Treatment of Xylazine-Associated Injection Skin Injuries

Ho-Man Yeung 1,, William Mills Worrilow 1
PMCID: PMC11581803  PMID: 39575447

Abstract

With the introduction of fentanyl and xylazine in the drug supply market, injection-related skin injuries and wounds are becoming more common. Xylazine is an alpha-2 adrenergic agonist thought to cause deep ulcerative wounds due to peripheral vasoconstriction leading to poor wound healing. This case series describes four patients with injection drug use leading to severe xylazine-related skin injuries who were treated between 2022 and 2023. This paper provides visualization of the extent and severity of these “tranq wounds,” as well as the healing progression when receiving medical treatment, addiction treatment, and wound care. Medical treatment and overall care were complicated by individual social determinants of health. Further understanding of xylazine-related wounds is necessary as xylazine continued to be an emerging threat in the United States. Though some reports in the literature capture the appearances, only few displayed progressive improvements or success in treatment given the challenging nature of treating this high-risk population.

Keywords: skin injury, tranq wounds, wound care, xylazine

1. Introduction

Xylazine is an alpha-2-adrenergic agonist commonly used as a veterinary anesthetic and sedative [1]. However, since 2016, xylazine (also colloquially known as “tranq” or “zombie drug”) has consistently been incorporated into the unregulated manufactured fentanyl supply due to its low cost and availability.
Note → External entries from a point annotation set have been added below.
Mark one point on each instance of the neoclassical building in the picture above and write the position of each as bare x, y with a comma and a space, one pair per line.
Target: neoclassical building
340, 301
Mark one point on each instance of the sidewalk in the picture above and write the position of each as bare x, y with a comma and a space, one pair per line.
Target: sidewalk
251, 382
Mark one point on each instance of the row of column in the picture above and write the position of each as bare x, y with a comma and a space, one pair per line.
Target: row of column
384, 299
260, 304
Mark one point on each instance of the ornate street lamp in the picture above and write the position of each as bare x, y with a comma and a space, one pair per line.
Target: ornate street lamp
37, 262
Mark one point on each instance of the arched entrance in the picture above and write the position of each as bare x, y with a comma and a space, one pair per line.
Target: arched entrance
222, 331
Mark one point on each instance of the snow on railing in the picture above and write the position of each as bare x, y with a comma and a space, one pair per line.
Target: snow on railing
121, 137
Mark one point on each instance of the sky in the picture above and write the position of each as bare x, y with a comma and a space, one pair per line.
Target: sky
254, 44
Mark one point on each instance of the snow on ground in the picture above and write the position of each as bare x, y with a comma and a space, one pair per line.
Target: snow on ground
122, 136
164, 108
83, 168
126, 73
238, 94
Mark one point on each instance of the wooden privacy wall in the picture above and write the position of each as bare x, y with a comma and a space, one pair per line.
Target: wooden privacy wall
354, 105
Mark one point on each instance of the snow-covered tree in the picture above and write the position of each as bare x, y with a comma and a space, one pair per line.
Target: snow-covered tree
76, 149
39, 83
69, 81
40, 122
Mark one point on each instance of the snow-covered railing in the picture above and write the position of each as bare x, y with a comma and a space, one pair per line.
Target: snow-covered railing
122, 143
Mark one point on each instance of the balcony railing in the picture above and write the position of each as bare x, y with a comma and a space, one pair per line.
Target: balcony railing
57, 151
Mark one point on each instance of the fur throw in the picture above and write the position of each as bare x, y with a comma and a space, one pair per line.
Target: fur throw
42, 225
When used together, xylazine can enhance the psychoactive effects of fentanyl [2]. Xylazine is considered an emerging threat, and its effect in humans is not fully known. Detrimental health concerns in persons who inject drugs (PWID) include overdose and wound-related infection. The exact mechanism for xylazine-associated skin injury is unclear, but it has been thought to be due to peripheral vasoconstriction leading to vascular damage. Other postulated causes of skin injury include cytotoxic effects, high frequency of injection, compression effects from prolonged sedation, and small vessel vasculopathy [2]. These wounds can occur at injection sites and noninjection sites of the skin. Wound infection is common due to poor living conditions, minimal access to health care, and inadequate hygiene.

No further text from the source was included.